Ysaora Thibus a appris il y a deux semaines qu'elle avait subi un contrôle antidopage positif. Suspendue à titre provisoire et avec effet immédiat, la fleurettiste française (32 ans) se bat désormais pour prouver son innocence et ainsi participer aux Jeux olympiques de Paris, où elle a de grandes chances de médailles. Or pour justifier la présence d'ostarine (un produit généralement utilisé pour augmenter la masse musculaire) dans ses analyses, Thibus a adopté une ligne de défense à la mode chez les sportifs: celle de la contamination par sa moitié.
C'est la représentante de la championne, Me Joëlle Monlouis, qui a révélé la stratégie de sa cliente:
Pour prouver cette contamination passive, la fleurettiste et son compagnon devront demander un prélèvement capillaire. «C’est le seul examen qui peut apporter la preuve de son innocence, estime le médecin du sport Jean-Pierre de Mondenard, cité par Ouest-France. L’avantage des tests capillaires, c’est qu’ils permettent de remonter dans le temps. On peut donc savoir si la contamination est accidentelle ou si l’athlète en prend régulièrement.»

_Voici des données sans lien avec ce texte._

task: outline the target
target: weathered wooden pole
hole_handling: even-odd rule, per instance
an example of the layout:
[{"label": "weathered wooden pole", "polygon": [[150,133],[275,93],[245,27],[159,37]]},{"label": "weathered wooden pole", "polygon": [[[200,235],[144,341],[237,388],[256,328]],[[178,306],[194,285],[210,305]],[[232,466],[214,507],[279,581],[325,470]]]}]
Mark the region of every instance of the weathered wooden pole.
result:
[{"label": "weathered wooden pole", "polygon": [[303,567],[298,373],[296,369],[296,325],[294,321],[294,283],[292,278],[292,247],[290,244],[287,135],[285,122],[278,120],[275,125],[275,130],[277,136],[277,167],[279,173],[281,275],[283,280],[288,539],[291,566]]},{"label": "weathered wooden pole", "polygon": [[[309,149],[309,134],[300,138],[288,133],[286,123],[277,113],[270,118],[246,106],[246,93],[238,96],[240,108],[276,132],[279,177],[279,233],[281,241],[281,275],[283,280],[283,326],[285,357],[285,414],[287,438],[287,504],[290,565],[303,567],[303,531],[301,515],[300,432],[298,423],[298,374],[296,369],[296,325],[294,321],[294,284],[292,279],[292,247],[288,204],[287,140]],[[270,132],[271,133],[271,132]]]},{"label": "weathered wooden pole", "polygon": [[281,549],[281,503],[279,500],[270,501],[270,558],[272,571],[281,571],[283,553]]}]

Jean-Pierre de Mondenard rappelle dans les colonnes du quotidien français que par le passé, une canoéiste canadienne (Laurence Vincent Lapointe) et une softballeuse américaine avaient toutes deux été blanchies après avoir adopté la même stratégie qu'Ysaora Thibus. «On avait retrouvé du ligandrol dans leur analyse. Il s'agit d'un produit qui agit sur les récepteurs androgènes. Elles avaient toutes les deux plaidé la contamination passive par voie sexuelle.»
Ce type d'exemples accrédite les résultats d'une étude australienne ciblant les athlètes féminines et parue en 2022. Les chercheurs étaient parvenus à démontrer que des substances illicites pouvaient être transmises d'une personne à l'autre via le sperme. Ils avaient estimé que les gouttes d'urine qui accompagnent l'éjaculation masculine ont aussi une grande incidence sur le taux de concentration des résidus.
Cette étude avait été très médiatisée, car dans l'histoire de la lutte antidopage, le rapport sexuel a souvent été pris comme justification principale. Dans certains cas avec succès, et dans d'autres, avec des retombées moins glorieuses. Comme pour Dennis Mitchell.
En 1998, le sprinteur américain avait justifié la présence de testostérone dans ses échantillons par quatre relations sexuelles la veille de la compétition. «C'était l'anniversaire de madame, elle méritait quelque chose de spécial», avait-il servi au jury, avant d'enchaîner les poncifs sur les sportifs machos dont le corps dégouline d'hormones sexuelles mâles. Le médaillé d'or finira par être suspendu deux ans.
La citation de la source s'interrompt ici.